Wednesday, September 24, 2008

Strangest Sentence I've Heard Today

A friend of mine from college told me the following over AIM:
i certainly don't think communism can work on any kind of national scale, but socialized assistance programs, like medicine, education, welfare, and social security, ensure that even the poorest people have access to liveable standard of care - of course, the state has to dedicate itself to making that standard liveable
What is communism on a national scale other than a systematic interference with everyone in a country? You have to admire an intellect that can be so inconsistent and not go crazy.

2 comments:

Jenna Lynn Cody said...

Umm, what's so inconsistent about supporting a free market in every sector except, say, the one that makes sure people don't die unnecessarily (healthcare)?

I remember we discussed this a long time back, and I'm still not convinced that healthcare is an industry that can be viable in a free market though you tried your damnedest to persuade me otherwise.

The reason, of course, is that healthcare isn't a consumer good that leaves people with a choice. Supply and demand does not work here. "Pay for it or die" is NOT a choice. You can pretend it is, but it is not. It's like food; you can't refuse to eat. (Food, on the other hand, usually does alright in the free market system because there are ways to opt out. Not so with healthcare.)

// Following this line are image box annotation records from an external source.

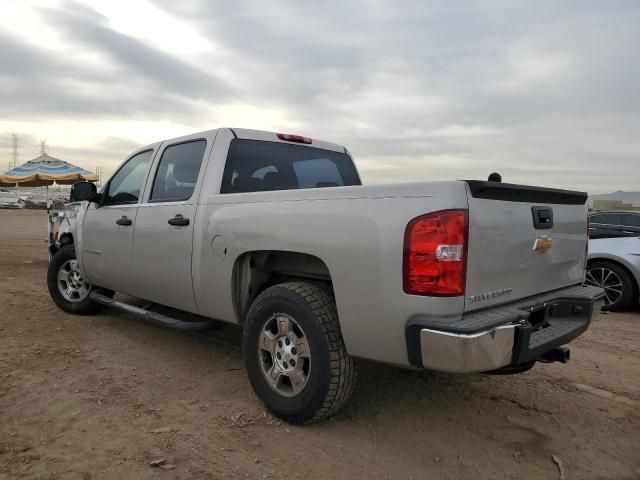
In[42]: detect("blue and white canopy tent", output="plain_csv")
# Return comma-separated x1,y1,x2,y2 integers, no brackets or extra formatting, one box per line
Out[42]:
0,153,98,187
0,154,98,255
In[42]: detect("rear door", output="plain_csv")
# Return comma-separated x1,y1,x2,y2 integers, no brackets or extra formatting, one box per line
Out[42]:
465,181,587,311
133,136,213,312
622,213,640,237
81,147,154,293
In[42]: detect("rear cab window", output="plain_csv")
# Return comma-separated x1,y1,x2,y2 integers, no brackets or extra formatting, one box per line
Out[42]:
220,139,361,193
591,213,622,225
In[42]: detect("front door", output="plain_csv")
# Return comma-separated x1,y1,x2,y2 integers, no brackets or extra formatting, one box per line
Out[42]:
133,139,207,313
81,149,153,293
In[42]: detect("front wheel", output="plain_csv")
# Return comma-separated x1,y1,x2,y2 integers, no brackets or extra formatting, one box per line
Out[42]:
584,260,635,311
47,245,99,315
242,282,357,423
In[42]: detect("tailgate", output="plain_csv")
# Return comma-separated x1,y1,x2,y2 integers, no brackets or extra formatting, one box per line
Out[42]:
465,180,587,311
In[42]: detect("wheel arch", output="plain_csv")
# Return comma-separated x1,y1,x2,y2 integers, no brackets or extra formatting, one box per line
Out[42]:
231,250,333,324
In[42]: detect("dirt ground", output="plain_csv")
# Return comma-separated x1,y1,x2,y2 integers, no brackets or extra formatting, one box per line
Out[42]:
0,210,640,480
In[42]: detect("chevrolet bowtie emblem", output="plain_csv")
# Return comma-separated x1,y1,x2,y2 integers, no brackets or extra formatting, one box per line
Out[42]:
533,235,553,253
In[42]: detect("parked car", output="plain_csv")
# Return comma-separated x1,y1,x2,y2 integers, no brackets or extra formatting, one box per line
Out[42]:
585,235,640,310
589,211,640,238
0,191,22,208
47,128,603,423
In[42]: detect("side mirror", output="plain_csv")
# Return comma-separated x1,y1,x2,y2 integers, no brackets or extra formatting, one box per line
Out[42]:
70,182,98,202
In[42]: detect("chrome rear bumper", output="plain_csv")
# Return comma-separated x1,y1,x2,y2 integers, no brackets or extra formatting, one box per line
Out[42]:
420,325,516,373
407,287,604,373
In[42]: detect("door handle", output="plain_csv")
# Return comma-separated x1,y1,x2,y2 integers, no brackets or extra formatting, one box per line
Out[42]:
168,213,189,227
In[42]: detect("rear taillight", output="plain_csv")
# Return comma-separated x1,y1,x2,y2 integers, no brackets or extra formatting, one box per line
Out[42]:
277,133,311,145
403,210,468,296
584,215,591,272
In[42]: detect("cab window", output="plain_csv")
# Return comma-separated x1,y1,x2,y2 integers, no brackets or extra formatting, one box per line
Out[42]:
104,150,153,205
220,139,360,193
591,213,622,225
149,140,207,202
624,213,640,227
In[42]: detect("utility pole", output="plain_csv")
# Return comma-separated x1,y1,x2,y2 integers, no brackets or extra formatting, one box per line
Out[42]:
96,165,102,186
11,133,20,168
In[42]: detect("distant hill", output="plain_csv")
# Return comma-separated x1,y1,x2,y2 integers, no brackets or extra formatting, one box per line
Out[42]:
589,190,640,203
589,190,640,210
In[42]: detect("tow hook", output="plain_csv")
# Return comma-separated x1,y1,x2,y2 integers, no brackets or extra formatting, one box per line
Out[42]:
540,347,571,363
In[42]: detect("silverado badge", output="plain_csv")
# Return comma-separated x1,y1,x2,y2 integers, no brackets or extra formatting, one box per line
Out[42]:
533,235,553,253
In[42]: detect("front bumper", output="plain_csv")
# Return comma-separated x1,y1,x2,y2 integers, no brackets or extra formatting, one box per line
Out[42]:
407,286,604,373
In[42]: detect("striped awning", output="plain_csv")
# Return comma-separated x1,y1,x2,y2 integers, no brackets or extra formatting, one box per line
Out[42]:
0,153,98,187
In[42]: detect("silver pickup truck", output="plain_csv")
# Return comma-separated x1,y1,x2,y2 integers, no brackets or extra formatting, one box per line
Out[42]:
48,128,603,423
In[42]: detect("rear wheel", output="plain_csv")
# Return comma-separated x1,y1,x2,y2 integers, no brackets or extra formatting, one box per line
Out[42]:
47,245,99,315
242,282,357,423
584,260,635,311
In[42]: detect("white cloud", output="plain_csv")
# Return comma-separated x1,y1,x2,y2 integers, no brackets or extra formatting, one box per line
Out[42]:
0,0,640,192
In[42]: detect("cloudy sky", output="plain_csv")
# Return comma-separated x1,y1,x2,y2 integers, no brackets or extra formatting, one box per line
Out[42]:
0,0,640,193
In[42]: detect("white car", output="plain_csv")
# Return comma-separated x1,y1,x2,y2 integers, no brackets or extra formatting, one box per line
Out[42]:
585,236,640,311
0,192,23,208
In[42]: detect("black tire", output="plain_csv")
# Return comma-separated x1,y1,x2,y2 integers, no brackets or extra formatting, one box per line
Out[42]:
585,260,636,312
242,282,358,424
47,244,100,315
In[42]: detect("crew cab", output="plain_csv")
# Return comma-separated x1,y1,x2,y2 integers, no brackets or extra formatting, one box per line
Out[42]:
48,128,603,423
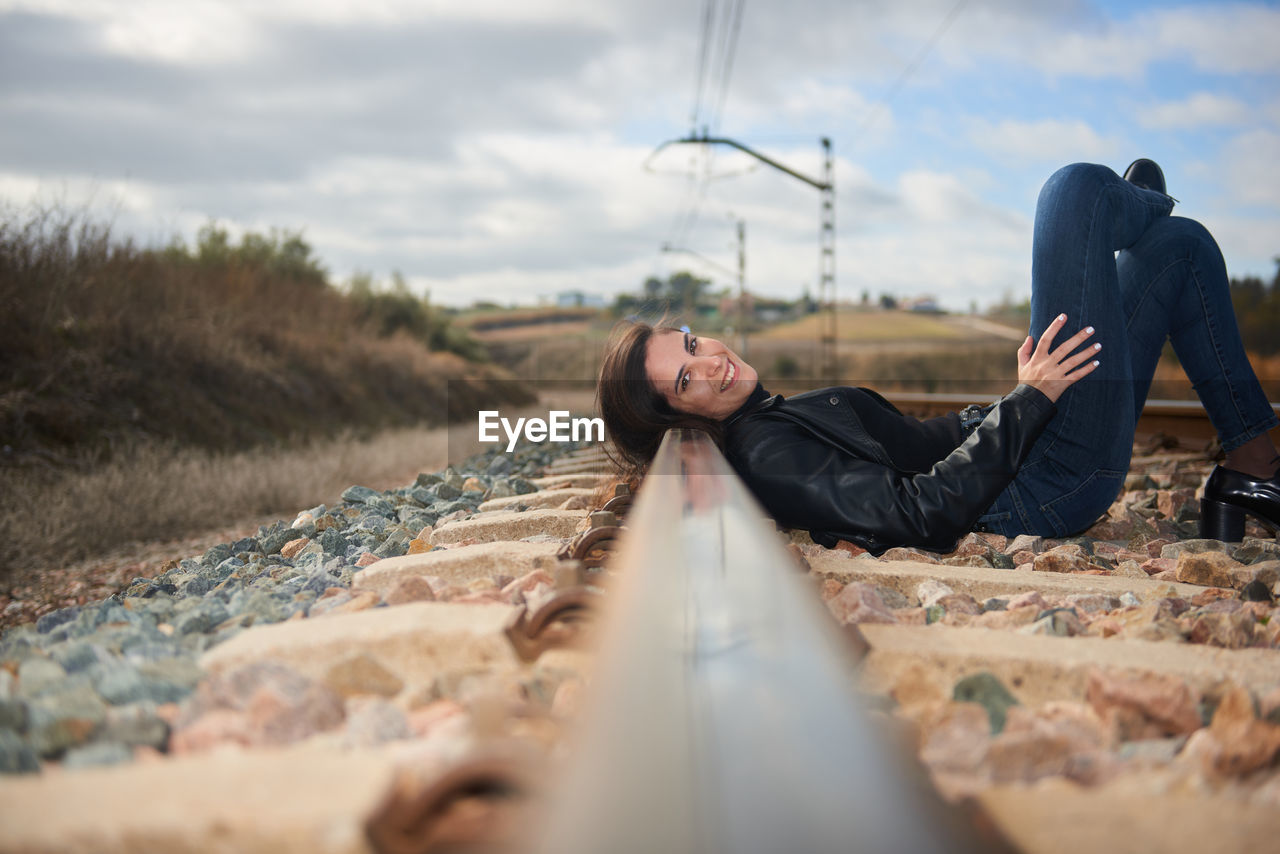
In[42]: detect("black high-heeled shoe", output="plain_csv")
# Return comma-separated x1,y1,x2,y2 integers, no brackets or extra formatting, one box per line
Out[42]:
1201,466,1280,543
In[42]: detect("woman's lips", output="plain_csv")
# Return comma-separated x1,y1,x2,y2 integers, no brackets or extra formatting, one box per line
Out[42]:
721,359,737,392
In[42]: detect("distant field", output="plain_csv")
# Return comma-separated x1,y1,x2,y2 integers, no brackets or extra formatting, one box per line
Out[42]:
756,311,966,341
471,320,591,343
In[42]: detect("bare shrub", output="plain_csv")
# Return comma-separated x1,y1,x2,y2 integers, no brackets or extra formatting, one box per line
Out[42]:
0,428,447,577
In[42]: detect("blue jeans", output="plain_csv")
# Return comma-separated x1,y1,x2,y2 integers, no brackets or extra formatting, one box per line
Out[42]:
978,163,1276,536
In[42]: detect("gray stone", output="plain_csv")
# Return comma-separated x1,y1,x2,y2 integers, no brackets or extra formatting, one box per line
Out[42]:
92,658,198,705
18,658,67,698
351,511,392,533
180,576,214,597
0,697,27,732
50,640,111,673
97,702,169,749
257,521,297,554
27,680,106,757
200,543,232,567
1116,735,1187,767
951,671,1019,735
232,536,262,554
374,530,411,557
36,606,81,635
1240,579,1275,603
63,741,133,769
201,557,244,584
173,599,230,635
1231,536,1280,563
431,478,463,502
876,584,911,608
507,478,538,495
122,639,182,663
342,487,381,504
319,528,347,554
1160,539,1233,560
0,730,40,773
342,698,412,748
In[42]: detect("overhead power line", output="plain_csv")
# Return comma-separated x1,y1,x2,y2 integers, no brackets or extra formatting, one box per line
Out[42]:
844,0,969,154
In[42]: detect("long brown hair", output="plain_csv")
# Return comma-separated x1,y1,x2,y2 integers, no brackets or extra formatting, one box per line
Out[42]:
595,321,724,475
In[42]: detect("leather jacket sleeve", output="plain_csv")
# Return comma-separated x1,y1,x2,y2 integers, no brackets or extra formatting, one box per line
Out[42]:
727,385,1056,554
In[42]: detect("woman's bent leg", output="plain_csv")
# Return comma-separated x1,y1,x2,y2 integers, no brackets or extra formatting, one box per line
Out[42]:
1116,216,1276,451
980,164,1172,536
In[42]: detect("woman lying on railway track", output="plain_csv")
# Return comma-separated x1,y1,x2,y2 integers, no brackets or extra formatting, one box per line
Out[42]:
596,160,1280,553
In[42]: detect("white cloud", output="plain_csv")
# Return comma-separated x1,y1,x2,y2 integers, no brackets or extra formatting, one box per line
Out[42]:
969,119,1126,164
1137,92,1254,131
1221,129,1280,208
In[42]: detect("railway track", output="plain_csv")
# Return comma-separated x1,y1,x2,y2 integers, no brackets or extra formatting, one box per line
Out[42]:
0,409,1280,854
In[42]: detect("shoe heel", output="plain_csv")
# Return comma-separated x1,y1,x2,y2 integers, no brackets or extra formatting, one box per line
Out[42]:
1201,498,1244,543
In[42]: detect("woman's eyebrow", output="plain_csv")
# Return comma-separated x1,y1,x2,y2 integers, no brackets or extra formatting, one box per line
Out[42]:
676,332,689,394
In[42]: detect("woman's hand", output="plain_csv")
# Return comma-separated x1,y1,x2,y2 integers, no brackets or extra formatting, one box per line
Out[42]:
1018,314,1102,403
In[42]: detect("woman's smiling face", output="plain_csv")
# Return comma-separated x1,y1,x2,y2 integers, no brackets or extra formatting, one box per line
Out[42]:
644,330,758,421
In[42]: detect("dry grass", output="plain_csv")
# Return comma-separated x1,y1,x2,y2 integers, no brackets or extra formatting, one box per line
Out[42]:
0,211,524,467
0,428,448,577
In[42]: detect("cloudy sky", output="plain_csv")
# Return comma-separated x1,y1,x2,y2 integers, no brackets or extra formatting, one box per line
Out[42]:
0,0,1280,307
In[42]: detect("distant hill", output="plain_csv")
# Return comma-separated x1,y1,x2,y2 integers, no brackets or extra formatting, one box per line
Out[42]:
759,309,972,341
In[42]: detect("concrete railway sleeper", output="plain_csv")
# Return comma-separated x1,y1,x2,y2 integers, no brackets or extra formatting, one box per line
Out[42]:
0,409,1280,854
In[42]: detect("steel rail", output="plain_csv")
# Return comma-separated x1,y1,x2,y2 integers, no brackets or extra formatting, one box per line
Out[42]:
534,430,1001,854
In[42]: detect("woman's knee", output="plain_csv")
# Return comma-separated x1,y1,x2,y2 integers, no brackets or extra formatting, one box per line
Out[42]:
1039,163,1116,211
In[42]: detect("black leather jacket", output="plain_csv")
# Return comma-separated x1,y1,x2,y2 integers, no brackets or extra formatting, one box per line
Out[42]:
724,385,1056,554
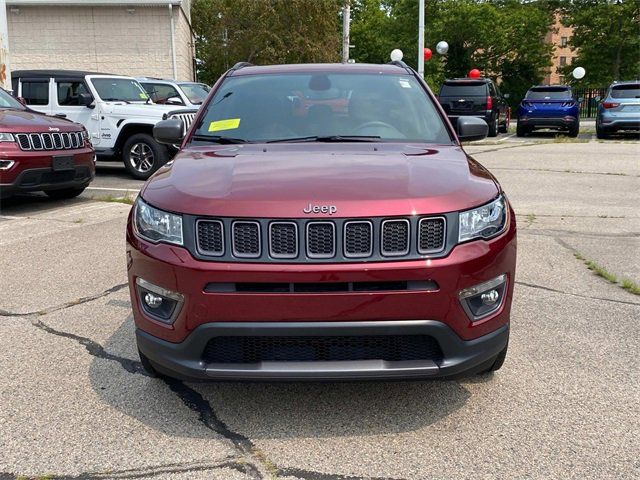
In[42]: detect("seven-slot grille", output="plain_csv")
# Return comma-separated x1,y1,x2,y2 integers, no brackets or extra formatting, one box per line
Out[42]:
14,132,84,150
192,215,448,262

I, personally, think that the idea of sectors that don't provide consumer choice being run by profit-making interests is inconsistent logic; you can't apply a system to an area where the basic principles of that system don't work.

Just because someone believes that one industry is no good in a laissez-faire framework doesn't mean the whole framework is bad, or that his/her view is inconsistent. It means they support government aid in one industry. That's all. Call it partial socialism if you like but some don't see it that way.

Jenna Lynn Cody said...

This is - by the way - still not communism. Communism would be an accurate term if the state were interfering in all sectors of the economy. All of them. Planning the whole economy. Not just one; this isn't economy planning, it's governance.